Hard to take pics of something this big!  I can't wait to see it in it's new home instead of my ugly shop! 

color = Anjou Pear SW
stain = Dark Walnut Minwax
primer = Black Fox SW

Wednesday, April 25, 2012

Chair redo

This cute little chair was gifted to Ania.  It needed a tiny makeover to go with her new room. :)



Gave her a few coats of bright white and new fabric Ania (yes, I conceded what I wanted for what she wanted ;) ) picked out for the seat.  The old cushion was not foam and it was filthy as sin, but it was shaped.  Had to use a new piece of foam and I'm not sure I like how boxy it looks, but I think I'll leave it for now.

 Loved the leaf pattern so I highlighted it by lightly dry brushing a dark turquoise over the white.

 Yep, this is her favorite teddy. :)

 Just lightly distressed.

Love the turquoise with a pop of purple!

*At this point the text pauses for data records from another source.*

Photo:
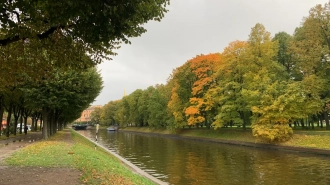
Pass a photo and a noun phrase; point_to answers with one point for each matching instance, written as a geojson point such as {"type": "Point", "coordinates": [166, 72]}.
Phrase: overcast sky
{"type": "Point", "coordinates": [190, 28]}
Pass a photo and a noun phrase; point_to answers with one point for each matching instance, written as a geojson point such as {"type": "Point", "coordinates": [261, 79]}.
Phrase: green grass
{"type": "Point", "coordinates": [97, 165]}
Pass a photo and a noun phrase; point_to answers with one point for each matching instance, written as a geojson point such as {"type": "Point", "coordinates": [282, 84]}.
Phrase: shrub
{"type": "Point", "coordinates": [272, 133]}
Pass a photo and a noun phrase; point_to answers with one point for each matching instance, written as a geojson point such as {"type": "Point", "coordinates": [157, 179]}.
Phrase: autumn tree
{"type": "Point", "coordinates": [160, 116]}
{"type": "Point", "coordinates": [203, 66]}
{"type": "Point", "coordinates": [182, 82]}
{"type": "Point", "coordinates": [264, 84]}
{"type": "Point", "coordinates": [232, 108]}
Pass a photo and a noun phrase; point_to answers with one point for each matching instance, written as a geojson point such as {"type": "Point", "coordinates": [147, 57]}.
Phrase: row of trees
{"type": "Point", "coordinates": [268, 83]}
{"type": "Point", "coordinates": [49, 50]}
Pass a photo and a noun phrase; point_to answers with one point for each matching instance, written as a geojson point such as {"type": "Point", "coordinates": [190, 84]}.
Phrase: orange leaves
{"type": "Point", "coordinates": [191, 111]}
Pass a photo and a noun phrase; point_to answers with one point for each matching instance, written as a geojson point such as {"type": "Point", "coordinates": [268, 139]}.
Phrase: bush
{"type": "Point", "coordinates": [272, 133]}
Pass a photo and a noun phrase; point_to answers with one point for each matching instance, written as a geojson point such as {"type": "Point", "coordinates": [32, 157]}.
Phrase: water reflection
{"type": "Point", "coordinates": [181, 162]}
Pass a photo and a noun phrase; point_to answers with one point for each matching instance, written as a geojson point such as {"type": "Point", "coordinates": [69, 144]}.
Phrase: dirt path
{"type": "Point", "coordinates": [12, 175]}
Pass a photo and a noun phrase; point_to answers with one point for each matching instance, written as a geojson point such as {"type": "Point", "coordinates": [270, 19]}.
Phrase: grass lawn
{"type": "Point", "coordinates": [97, 166]}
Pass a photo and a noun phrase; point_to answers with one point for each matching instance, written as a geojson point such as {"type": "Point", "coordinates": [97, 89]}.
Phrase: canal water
{"type": "Point", "coordinates": [189, 162]}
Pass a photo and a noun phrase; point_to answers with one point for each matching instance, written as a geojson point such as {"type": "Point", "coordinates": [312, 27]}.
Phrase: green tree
{"type": "Point", "coordinates": [263, 85]}
{"type": "Point", "coordinates": [311, 48]}
{"type": "Point", "coordinates": [96, 115]}
{"type": "Point", "coordinates": [98, 25]}
{"type": "Point", "coordinates": [227, 94]}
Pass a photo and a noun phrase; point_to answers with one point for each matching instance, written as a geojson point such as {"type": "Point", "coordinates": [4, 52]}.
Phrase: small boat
{"type": "Point", "coordinates": [79, 127]}
{"type": "Point", "coordinates": [112, 128]}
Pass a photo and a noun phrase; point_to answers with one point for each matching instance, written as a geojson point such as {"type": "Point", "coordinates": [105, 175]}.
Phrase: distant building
{"type": "Point", "coordinates": [86, 114]}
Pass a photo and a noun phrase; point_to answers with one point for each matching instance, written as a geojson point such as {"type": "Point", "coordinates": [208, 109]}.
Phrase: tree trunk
{"type": "Point", "coordinates": [45, 116]}
{"type": "Point", "coordinates": [10, 108]}
{"type": "Point", "coordinates": [2, 110]}
{"type": "Point", "coordinates": [326, 118]}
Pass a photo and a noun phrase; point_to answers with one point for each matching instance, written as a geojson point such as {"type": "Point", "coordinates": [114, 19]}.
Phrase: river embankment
{"type": "Point", "coordinates": [311, 142]}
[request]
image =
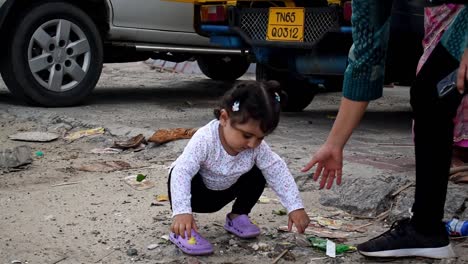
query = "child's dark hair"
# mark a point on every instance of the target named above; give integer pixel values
(255, 100)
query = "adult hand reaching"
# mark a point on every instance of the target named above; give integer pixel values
(329, 161)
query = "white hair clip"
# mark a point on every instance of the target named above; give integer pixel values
(277, 97)
(235, 106)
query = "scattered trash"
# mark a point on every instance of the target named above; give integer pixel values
(132, 252)
(323, 244)
(144, 184)
(15, 157)
(301, 240)
(327, 222)
(134, 142)
(152, 246)
(106, 151)
(84, 133)
(162, 198)
(34, 136)
(65, 183)
(162, 136)
(318, 231)
(280, 256)
(280, 212)
(104, 166)
(140, 177)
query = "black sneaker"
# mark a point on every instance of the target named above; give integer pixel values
(402, 240)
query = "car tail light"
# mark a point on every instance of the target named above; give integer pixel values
(347, 11)
(213, 13)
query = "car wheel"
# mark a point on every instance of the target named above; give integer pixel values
(299, 92)
(223, 67)
(55, 56)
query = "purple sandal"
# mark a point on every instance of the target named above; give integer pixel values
(196, 245)
(242, 227)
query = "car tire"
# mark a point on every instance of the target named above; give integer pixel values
(55, 56)
(223, 67)
(300, 93)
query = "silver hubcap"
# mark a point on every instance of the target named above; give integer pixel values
(59, 55)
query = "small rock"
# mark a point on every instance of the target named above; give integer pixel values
(132, 252)
(301, 241)
(50, 218)
(152, 246)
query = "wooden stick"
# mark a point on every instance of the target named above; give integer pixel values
(280, 256)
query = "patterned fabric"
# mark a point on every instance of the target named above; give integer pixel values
(205, 154)
(460, 131)
(436, 21)
(364, 76)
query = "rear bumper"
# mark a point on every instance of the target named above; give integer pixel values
(250, 25)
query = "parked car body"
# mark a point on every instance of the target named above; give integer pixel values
(52, 52)
(310, 55)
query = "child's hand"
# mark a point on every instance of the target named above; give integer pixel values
(300, 219)
(182, 223)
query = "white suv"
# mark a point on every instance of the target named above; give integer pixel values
(52, 51)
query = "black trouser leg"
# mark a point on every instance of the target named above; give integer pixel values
(246, 191)
(433, 130)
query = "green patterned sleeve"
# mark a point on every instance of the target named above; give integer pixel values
(364, 76)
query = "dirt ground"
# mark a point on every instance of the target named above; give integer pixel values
(52, 212)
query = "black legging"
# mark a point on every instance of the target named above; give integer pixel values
(245, 191)
(433, 130)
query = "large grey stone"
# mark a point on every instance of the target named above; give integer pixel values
(15, 157)
(364, 196)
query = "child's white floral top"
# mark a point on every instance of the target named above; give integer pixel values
(205, 154)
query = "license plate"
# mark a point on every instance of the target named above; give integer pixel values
(286, 24)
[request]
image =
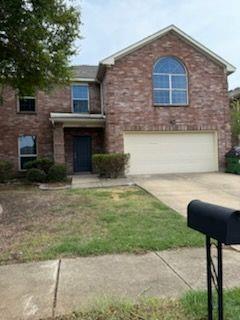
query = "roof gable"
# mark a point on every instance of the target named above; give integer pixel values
(111, 59)
(84, 72)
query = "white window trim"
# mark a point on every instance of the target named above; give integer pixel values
(25, 155)
(81, 99)
(26, 97)
(170, 89)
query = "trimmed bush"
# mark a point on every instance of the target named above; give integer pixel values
(36, 175)
(43, 164)
(6, 170)
(57, 172)
(110, 165)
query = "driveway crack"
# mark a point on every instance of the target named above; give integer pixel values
(175, 272)
(56, 289)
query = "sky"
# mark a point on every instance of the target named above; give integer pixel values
(111, 25)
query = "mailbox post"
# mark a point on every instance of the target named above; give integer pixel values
(223, 225)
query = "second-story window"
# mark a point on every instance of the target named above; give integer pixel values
(170, 83)
(80, 98)
(27, 104)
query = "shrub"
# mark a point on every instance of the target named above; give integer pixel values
(57, 172)
(6, 170)
(43, 164)
(111, 165)
(36, 175)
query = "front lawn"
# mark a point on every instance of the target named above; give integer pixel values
(39, 225)
(192, 306)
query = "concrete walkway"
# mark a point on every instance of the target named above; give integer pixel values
(43, 289)
(177, 190)
(92, 181)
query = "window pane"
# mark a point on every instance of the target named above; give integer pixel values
(169, 65)
(80, 92)
(160, 81)
(28, 145)
(80, 106)
(161, 96)
(26, 104)
(25, 160)
(179, 82)
(179, 97)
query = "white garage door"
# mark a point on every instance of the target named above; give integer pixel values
(171, 152)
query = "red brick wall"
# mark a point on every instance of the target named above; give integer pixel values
(128, 95)
(69, 133)
(14, 124)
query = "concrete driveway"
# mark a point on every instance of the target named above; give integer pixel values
(177, 190)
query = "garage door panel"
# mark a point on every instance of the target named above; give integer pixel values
(171, 152)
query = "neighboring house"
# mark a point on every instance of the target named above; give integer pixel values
(164, 100)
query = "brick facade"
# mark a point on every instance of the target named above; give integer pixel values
(14, 124)
(128, 105)
(128, 95)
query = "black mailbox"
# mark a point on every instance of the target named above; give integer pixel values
(222, 224)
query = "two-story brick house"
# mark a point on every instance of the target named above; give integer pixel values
(164, 100)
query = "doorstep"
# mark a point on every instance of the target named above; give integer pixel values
(93, 181)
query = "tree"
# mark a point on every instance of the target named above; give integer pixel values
(235, 118)
(36, 42)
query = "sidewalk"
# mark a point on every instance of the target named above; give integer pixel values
(43, 289)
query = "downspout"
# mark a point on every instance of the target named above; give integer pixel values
(101, 98)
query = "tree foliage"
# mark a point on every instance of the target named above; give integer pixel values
(36, 42)
(235, 117)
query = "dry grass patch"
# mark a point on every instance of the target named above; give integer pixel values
(40, 225)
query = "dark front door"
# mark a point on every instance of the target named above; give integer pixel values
(82, 154)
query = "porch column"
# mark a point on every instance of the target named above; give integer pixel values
(58, 144)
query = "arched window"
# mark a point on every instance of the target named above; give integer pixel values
(169, 82)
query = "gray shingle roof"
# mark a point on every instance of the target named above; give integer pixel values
(235, 93)
(85, 71)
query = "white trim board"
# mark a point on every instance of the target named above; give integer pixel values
(111, 59)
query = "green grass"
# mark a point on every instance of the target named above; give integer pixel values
(46, 225)
(192, 306)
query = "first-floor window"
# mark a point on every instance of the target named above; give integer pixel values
(27, 104)
(27, 150)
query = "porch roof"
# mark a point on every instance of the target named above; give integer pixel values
(78, 119)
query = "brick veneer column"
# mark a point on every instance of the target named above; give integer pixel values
(58, 144)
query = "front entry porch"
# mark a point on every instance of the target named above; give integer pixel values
(80, 145)
(76, 138)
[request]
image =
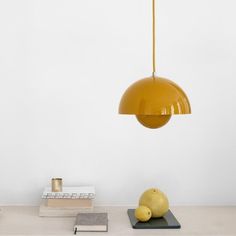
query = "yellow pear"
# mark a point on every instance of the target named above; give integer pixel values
(143, 213)
(156, 201)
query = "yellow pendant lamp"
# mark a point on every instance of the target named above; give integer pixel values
(154, 100)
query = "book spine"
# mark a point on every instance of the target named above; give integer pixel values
(60, 195)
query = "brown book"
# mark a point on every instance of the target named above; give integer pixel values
(58, 202)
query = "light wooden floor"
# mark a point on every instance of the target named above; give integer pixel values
(207, 221)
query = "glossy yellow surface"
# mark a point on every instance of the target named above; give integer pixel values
(156, 201)
(153, 122)
(143, 213)
(154, 96)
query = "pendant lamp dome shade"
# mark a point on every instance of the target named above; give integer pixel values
(154, 100)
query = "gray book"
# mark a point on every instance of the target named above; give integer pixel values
(91, 222)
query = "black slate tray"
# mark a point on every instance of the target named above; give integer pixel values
(168, 221)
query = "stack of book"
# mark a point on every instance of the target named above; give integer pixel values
(70, 202)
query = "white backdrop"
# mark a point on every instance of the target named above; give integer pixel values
(64, 65)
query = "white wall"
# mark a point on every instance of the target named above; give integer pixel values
(63, 68)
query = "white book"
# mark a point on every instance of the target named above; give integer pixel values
(46, 211)
(83, 192)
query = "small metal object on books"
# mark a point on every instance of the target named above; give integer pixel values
(57, 185)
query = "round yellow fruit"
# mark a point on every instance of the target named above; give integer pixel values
(156, 201)
(143, 213)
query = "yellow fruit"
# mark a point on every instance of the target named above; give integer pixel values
(156, 201)
(143, 213)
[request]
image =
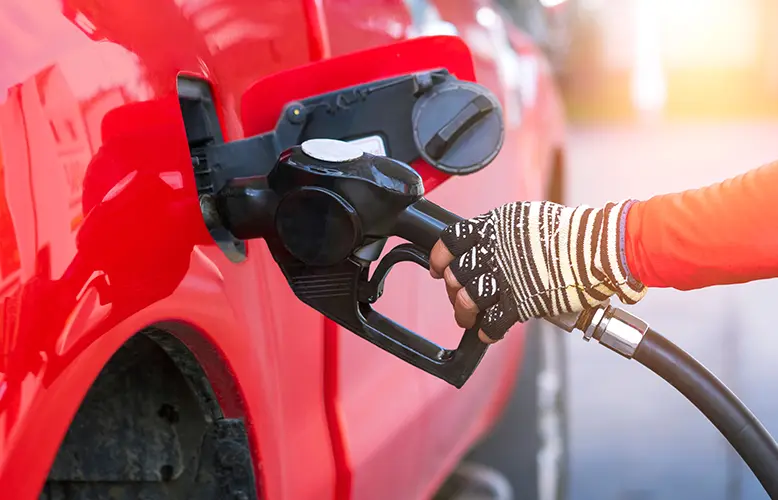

So fun.

Tuesday, April 24, 2012

Dresser in Green

I've had a few people ask me exactly how to go about redoing a piece of furniture, so I thought I would take you through a step-by-step with this little dresser.


The first thing I do is take all the hardware off, including any hinges.  I don't worry about cleaning anything because the next step is sanding.

Second, I sand the piece down.  In this case, it was painted with an oil base paint before and it was chipping and peeling.  I didn't want that under my paint (because it doesn't give a smooth surface to work with and it can cause problems with the finish--which can be a big ol' pain!).  I used a piece of 80 grit (which is very aggressive and should only be used on wood or thick veneer) sand paper on my orbital sander.  If the piece is already wood or had been previously painted and the paint is in good condition you only need to lightly sand (scuff sand) with a 220 grit, just to rough up the surface for adhesion.

After sanding I wipe it down with a tack cloth to remove any dust and fill in the holes from the hardware if I know I'm going to be using different knobs or pulls.

Then I prime.  I've used latex and oil primers and brushed them on, but my new favorite is a primer in a spray can called Painters Touch by Rustoleum.  It's goes on smooth and leaves a nice chalky finish.  I've never had any problem spraying it over anything (some primers will bead up or run if you spray them over certain finishes).  So, I just have to say it one more time--LOVE THIS STUFF!

I normally do two coats of my color (sometimes 3 depending on coverage).  Normally, I sand between coats with 220 grit or a fine sanding pad.  After the final coat I distress (usually with a sanding block, sometimes with a paint scraper) and then sand with at least 320.  If you don't plan on using a clear coat do not sand the last coat of paint because it leaves it dull.  I always clear coat so I always sand the top coat.

Then I do two coats of poly (sanding with at least a 320 btwn coats) usually with a semi-gloss and put the hardware (which I usually end up painting, too) back on.   

And, here's the after....

 I've learned not to make any judgement calls until it's completely done, because distressing and hardware make a huge difference.

It is not quite this bright....having such a hard time with my camera lately and taking pictures in natural lighting.  Any tips???